Where to Listen

Peter Riegert’s

Our guests for Season One of Vocal Heroes

Episode 1. Karen Allen

Peter and Karen met during auditions for Animal House. On the road to that moment? Two hands seen typing all winter through a distant apartment window, a four-hour play in Polish, a road trip to South America, and a widely ignored index card tacked up inside a Manhattan theater school’s front door.

Episode 2. Matthew Goodman

On the set of “The Good Wife” in 2012, Peter told fellow actor Kevin Hogan about his recent fascination with Abraham Lincoln’s favorite Shakespearean, James H. Hackett. “You have to meet my writer pal, Matthew Goodman,” replied Hogan. “You guys both tell amazing stories.” A subsequent lunch sparked years of Peter and Matthew trading favorite historical details. Here, the pair discuss Matthew’s third non-fiction book The City Game, a basketball tale so iconic it’s the reason sportswriters first employed the phrase “A Cinderella Story.”

 

Episode 3. Rubén Blades

Panamanian-born Rubén may be the most hyphenated person with whom Peter has a conversation this season: musician-composer-politician-actor-activist-singer (not to mention Harvard Law graduate, guy you probably pick first for your post-apocalyptic zombie-hunting dream team, and Minister of Tourism for Panama, emeritus.) They delve into everything from the greatest lessons you can learn as a kid to the perennial search for a true and just “America.”

Episode 4. Carey Perloff

Carey (director, playwright, author, and kickass warrior for cultural excellence) first met Peter when she cast him as the seductively sinister Goldberg in her first New York revival of Harold Pinter’s The Birthday Party. The two discuss language, wit, doom, humor, childhood dreams of archaeology, telegrams from “Monty,” and how the communal catharsis of fine theater helps us
all survive catastrophe.

 

Episode 5. Liz Holtzman

On the eve of Watergate in 1972, 31-year-old Liz Holtzman became the youngest woman ever elected to Congress. Defeating Judiciary Committee chair and 50-year-incumbent Emanuel Celler, she hit the ground running. Holtzman became the only Judiciary Committee member gutsy enough to ask Gerald Ford whether he’d pardoned Nixon as a quid pro quo, then filed suit to halt our illegal bombing of Cambodia. Her insights into current political catastrophes are equally keen and incisive. She’s never been one to pull a punch.

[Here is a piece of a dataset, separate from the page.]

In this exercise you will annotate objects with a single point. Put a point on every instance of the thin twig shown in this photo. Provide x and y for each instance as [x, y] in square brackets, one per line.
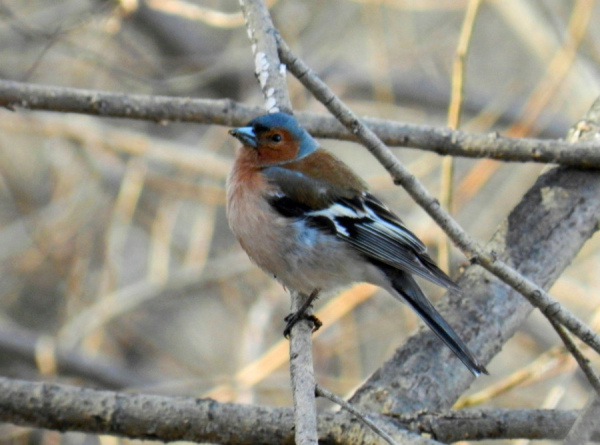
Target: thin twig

Episode 6. Steve and Cassie Schwerner

On June 21 in the “Freedom Summer” of 1964, civil rights workers Michael “Mickey” Schwerner, James Chaney, and Andrew Goodman were murdered by the KKK outside the town of Philadelphia in Neshoba County, Mississippi. (Ronald Reagan became the “dog whistle” poster boy with his 1980 States’ Rights speech at that county’s fairgrounds.) In this episode, Mickey’s brother Steve and niece Cassie talk with Peter about the lasting impact those killings have had on their lives, and how the aims of Freedom Summer have been taken up with renewed passion globally by Black Lives Matter protestors in 2020.